In the end, the ITU and the conference chair, having backed themselves to the edge of a cliff, dared governments to push them off. They duly did. And without even peeking over, the crowd turned around and walked away.

Quite a few people - like TechDirt and a US delegation member – forecast that the organization will continue on in a fragmented, politicised way. A bit like the UN itself.

Tech Dirt goes on to say the main reason for the impasse is that

…here is a world in which there are two competing visions for the future of the internet -- one driven by countries who believe the internet should be more open and free... and one driven by the opposite. Whether or not the ITU treaty is ever meaningful or effective, these two visions of the internet are unlikely to go away any time soon.

As for the specifics of the treaty (full text here), the NGO Access Now provides this analysis

The Good

None of the key definitions in the treaty like “telecommunications” or “international route” were expanded to include the internet. Problematic language giving states a right to know how traffic is routed, opening up the door to widespread surveillance and necessitating costly changes to internet architecture was also rejected…

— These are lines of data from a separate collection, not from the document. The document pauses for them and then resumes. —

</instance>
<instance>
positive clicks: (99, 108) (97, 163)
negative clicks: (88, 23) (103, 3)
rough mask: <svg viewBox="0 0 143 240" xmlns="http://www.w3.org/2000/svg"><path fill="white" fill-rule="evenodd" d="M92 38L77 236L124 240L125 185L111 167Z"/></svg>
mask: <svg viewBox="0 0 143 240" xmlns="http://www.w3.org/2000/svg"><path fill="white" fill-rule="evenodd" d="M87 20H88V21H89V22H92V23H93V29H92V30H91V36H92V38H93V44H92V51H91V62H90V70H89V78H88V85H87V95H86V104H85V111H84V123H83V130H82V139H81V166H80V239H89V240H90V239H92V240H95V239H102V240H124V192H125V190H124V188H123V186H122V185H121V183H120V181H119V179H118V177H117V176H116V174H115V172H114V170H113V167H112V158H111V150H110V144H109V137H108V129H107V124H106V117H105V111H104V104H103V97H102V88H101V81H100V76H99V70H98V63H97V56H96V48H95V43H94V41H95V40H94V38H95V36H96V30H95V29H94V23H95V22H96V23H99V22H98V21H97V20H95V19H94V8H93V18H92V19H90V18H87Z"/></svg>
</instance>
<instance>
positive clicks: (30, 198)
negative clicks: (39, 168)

The controversial ETNO [European Telecom Network Operators] proposal, which would have subjected the internet to the “sending party pays” billing model of traditional telephony also didn’t make it into the treaty.

The Bad

A new provision, that requires states to “ensure the provision of Calling Line Identification -- an undefined term but one that certainly includes user data -- made it into the treaty. Worse still, this provision can be modified by future ITU-T standards, which could dangerously expand this treaty to include the internet.

The Ugly

Article 5B calls on governments to prevent “unsolicited bulk electronic communications” which could apply to the internet.

Finally, despite all of the assurances of the ITU Secretariat that the WCIT wouldn’t discuss internet governance, the final treaty text contains a resolution that explicitly “instructs the Secretary-General to take the necessary steps for the ITU to play and active and constructive role in... the internet.”

It also says “all governments should have an equal role and responsibility for international internet governance” – a reference to the Russian and Chinese demand that the US surrender its official influence over ICANN.

We shouldn’t weep for the ITU.  These days it is little more than the global registry for technical agreements hammered out in other industry bodies. It will still play that role. It has plenty of time to adjust to its new role as arena for geopolitical contest.